The public and press recently won an important battle when the California Supreme Court rejected the Long Beach police union's argument that the names of officers involved in on-duty shootings should be kept secret.
For years, many police organizations have refused to release the names of officers, arguing that doing so posed a safety threat to the officers and their families.
The pat response was often nonsense, not backed up by any specific risk, and the court called the union on it.
Recently retired Justice Joyce Kennard, writing for the 6-1 majority, noted that police wear badges precisely because the public needs to know who serves the community.
But just as free-press advocates were high-fiving, the U.S. Supreme Court issued a devastating decision.
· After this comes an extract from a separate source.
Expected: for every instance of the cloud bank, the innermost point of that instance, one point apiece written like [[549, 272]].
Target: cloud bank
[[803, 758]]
The court rejected a reporter's appeal for protection from testifying about a confidential source.
Such sources are often the ones who help reporters expose corruption or civil rights violations.
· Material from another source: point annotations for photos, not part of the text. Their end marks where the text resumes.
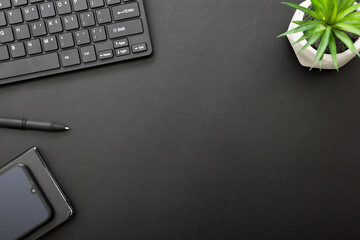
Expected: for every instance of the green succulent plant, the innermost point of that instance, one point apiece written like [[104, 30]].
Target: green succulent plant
[[331, 19]]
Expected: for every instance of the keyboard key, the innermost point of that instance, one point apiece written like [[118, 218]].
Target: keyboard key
[[14, 16], [33, 46], [88, 54], [22, 32], [79, 5], [96, 3], [98, 34], [17, 3], [63, 7], [70, 57], [5, 4], [87, 19], [122, 51], [2, 19], [106, 54], [6, 35], [139, 47], [82, 37], [71, 22], [38, 28], [29, 65], [54, 25], [125, 28], [47, 9], [31, 13], [112, 2], [4, 53], [50, 44], [103, 16], [66, 40], [17, 50], [121, 43], [126, 11]]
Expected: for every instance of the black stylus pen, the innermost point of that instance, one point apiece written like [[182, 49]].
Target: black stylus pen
[[32, 125]]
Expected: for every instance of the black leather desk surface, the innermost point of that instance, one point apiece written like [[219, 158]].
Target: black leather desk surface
[[221, 134]]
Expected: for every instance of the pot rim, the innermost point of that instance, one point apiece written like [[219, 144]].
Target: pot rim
[[300, 17]]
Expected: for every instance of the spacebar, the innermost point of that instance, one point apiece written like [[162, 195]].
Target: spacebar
[[29, 65]]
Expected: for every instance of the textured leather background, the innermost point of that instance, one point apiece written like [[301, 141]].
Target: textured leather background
[[221, 134]]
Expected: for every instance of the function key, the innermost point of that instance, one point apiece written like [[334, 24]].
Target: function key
[[123, 29], [79, 5], [98, 34], [4, 53], [50, 44], [70, 57], [126, 11], [88, 54], [87, 19], [103, 15], [54, 25], [30, 13], [2, 19], [112, 2], [19, 2], [36, 1], [121, 43], [47, 9], [71, 22], [6, 35], [122, 52], [96, 3], [82, 37], [141, 47], [22, 32], [33, 46], [106, 54], [63, 7], [17, 50], [5, 4], [38, 28], [14, 16], [66, 40]]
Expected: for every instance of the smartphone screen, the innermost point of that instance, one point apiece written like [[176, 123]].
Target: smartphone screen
[[22, 206]]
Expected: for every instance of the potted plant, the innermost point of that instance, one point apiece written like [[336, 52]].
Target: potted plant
[[320, 32]]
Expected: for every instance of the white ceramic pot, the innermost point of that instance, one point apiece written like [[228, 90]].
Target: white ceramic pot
[[306, 57]]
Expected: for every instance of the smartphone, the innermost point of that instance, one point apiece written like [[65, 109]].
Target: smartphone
[[23, 208]]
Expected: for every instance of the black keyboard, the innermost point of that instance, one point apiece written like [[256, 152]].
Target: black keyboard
[[43, 37]]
Both cases are a reminder of the unrelenting challenges that reporters face when attempting to write about government abuses of power, both big and small.
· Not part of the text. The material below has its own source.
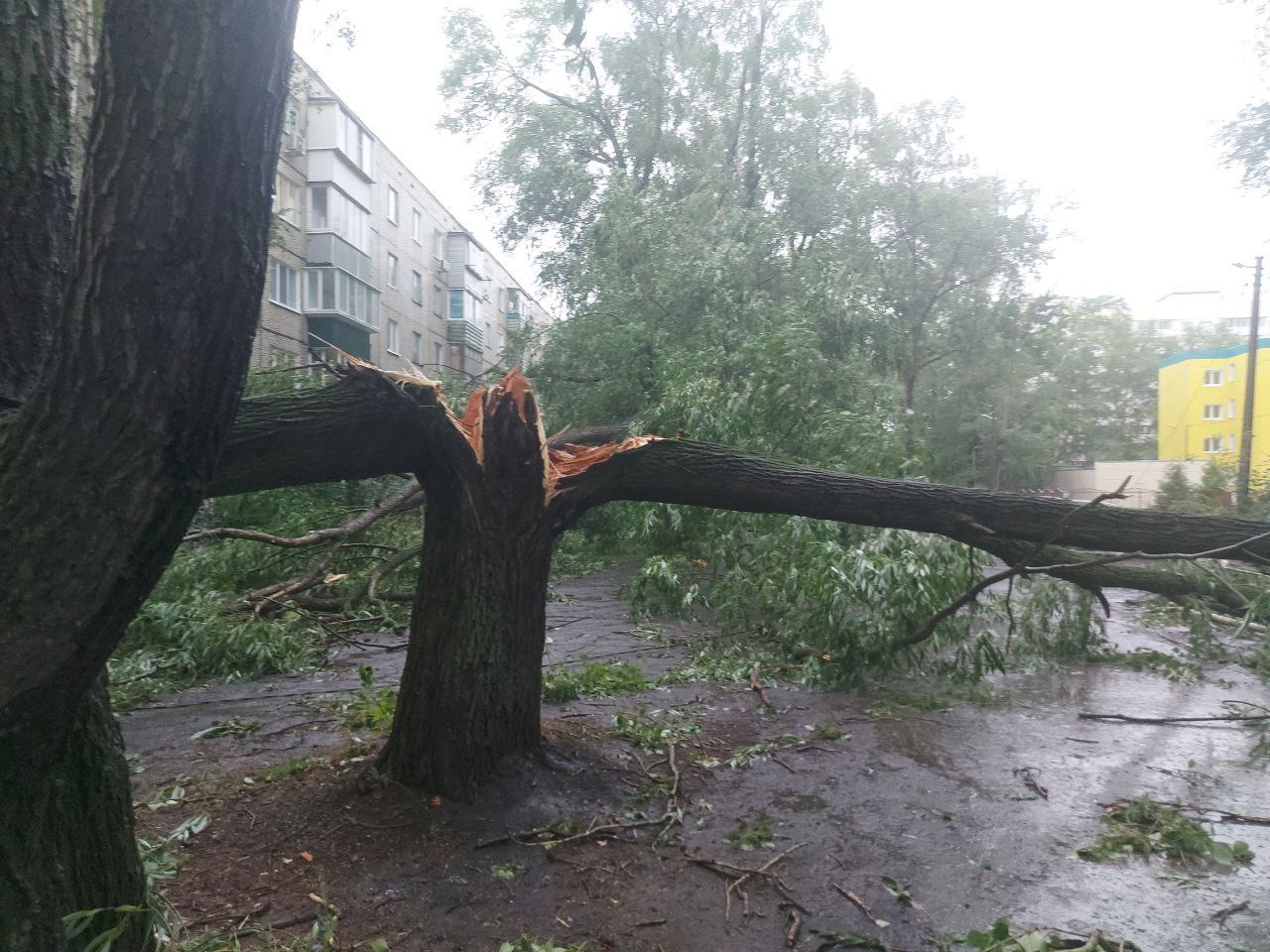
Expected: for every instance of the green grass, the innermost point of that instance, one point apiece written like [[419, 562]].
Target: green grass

In the latter case, James Risen, a New York Times reporter and author of the 2006 book "State of War: Secret History of the CIA and the Bush Administration," was subpoenaed by federal prosecutors to testify against a former Central Intelligence Agency operative charged with leaking him classified information for the book.
Risen, a Pulitzer-Prize winner who has written on warrantless wiretapping, has refused and now faces jail.
Last week Attorney General Eric Holder suggested that it might not come to that, telling The New York Times, "As long as I'm attorney general, no reporter who is doing his job is going to go to jail."
That may be the case, but further protections are needed, especially after the administration has shown limited tolerance for reporting on national security. That's clear by the administration's crackdown on government leakers, its secret subpoenas of phone records of Associated Press reporters and editors, and a 2011 subpoena of a Fox News reporter's notes for a story on several Somali-Americans in Minneapolis who were secretly indicted for joining an Islamic extremist group in Somalia.
As Risen himself has pointed out, the administration has signaled that it wants to narrow the field of national security reporting.
Shutting out scrutiny is dangerous and not good for Americans who care about their civil rights.
Last week, the U.S. House of Representatives began work on a broadly worded amendment that would protect journalists from being forced to name confidential sources. That is a start. But as these cases show, it's only one small tool for journalists to push back against powerful government officials who try to conduct the people's business in the dark.